Nurses want to provide good care but they have too many different patients to do so. The result is burnout, said Grinspun.

Continuity is especially important for long-term care because the facility is the patients’ home, Garcia said. Patients are used to certain routines and expect certain care. Retraining nurses to provide that specific care can be frustrating for patients and nurses, she said. 

The OHA said it has been, “working closely with ... hospitals, Colleges Ontario, the Council of Ontario Universities and the Ontario government, to understand the impact of the pandemic on health human resources,” and that it will take “appropriate measures,” to strengthen Ontario’s health human resources. 

Grinspun said that before the pandemic, Ontario already had the lowest RN to population ratio among the provinces. 

“We entered the pandemic with a [shortage of] 22,000 registered nurses compared to the rest of the country,” she said.

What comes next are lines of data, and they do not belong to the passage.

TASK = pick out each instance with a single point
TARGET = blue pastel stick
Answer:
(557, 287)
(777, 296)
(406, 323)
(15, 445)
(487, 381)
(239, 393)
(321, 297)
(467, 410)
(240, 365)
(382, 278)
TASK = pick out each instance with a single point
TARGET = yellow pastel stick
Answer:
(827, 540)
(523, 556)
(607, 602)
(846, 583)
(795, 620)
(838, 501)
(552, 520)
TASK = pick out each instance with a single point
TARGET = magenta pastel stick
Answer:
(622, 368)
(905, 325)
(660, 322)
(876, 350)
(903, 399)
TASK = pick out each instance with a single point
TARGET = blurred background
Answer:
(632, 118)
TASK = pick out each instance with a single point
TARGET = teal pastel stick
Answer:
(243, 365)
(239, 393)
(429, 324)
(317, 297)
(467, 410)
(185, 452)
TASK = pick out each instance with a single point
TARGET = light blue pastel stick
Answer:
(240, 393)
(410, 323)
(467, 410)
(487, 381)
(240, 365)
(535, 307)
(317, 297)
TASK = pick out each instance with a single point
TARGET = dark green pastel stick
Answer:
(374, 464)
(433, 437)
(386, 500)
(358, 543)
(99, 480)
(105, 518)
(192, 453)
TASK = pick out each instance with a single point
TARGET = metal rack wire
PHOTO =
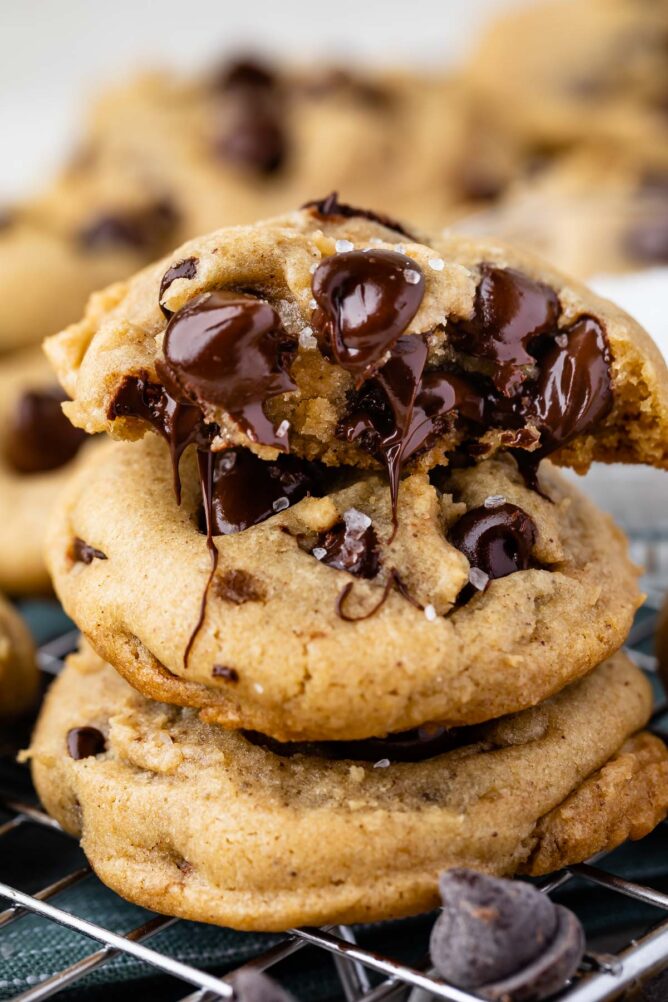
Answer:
(601, 978)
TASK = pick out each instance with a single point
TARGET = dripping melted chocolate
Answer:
(366, 301)
(229, 351)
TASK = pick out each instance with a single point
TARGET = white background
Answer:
(57, 53)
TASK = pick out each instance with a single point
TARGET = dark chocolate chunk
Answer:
(351, 545)
(224, 671)
(246, 490)
(83, 742)
(230, 352)
(178, 422)
(255, 986)
(511, 313)
(237, 586)
(140, 229)
(38, 435)
(416, 744)
(329, 207)
(503, 939)
(574, 389)
(83, 552)
(186, 269)
(367, 300)
(647, 241)
(496, 540)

“Then layered on that, an extremely difficult and challenging pandemic ... [nurses] went to work every day, they gave it all.” 

“Then, layer Bill 124 on that, and you have a complete disaster,” said Grinspun. She called the legislation a “slap in the face,” from a premier who does, “not understand the crisis of the situation.”

Bill 124, Protecting a Sustainable Public Sector for Future Generations Act, received Royal Assent Nov. 7, 2019. The bill imposed raises for public sector workers, including nurses, to one per cent a year for three years.

More than 100 physicians signed an open letter condemning the law. The Ontario Nurses' Association launched a Charter challenge, on the grounds that the bill interferes with nurses' right to free bargain.

While the Charter challenge continues, the law stands.

The province has delivered on a 10 per cent increase in nursing school enrolment, Grinspun said, adding that she was “pleased with that.” And yet, without improving conditions and decreasing the workload, she said, freshly trained RNs will move to other jurisdictions.

“We can recruit all we want. If we do not retain, nothing is enough … if we do not focus big time on retention, basically we are giving people expertise for them to leave for the U.S.”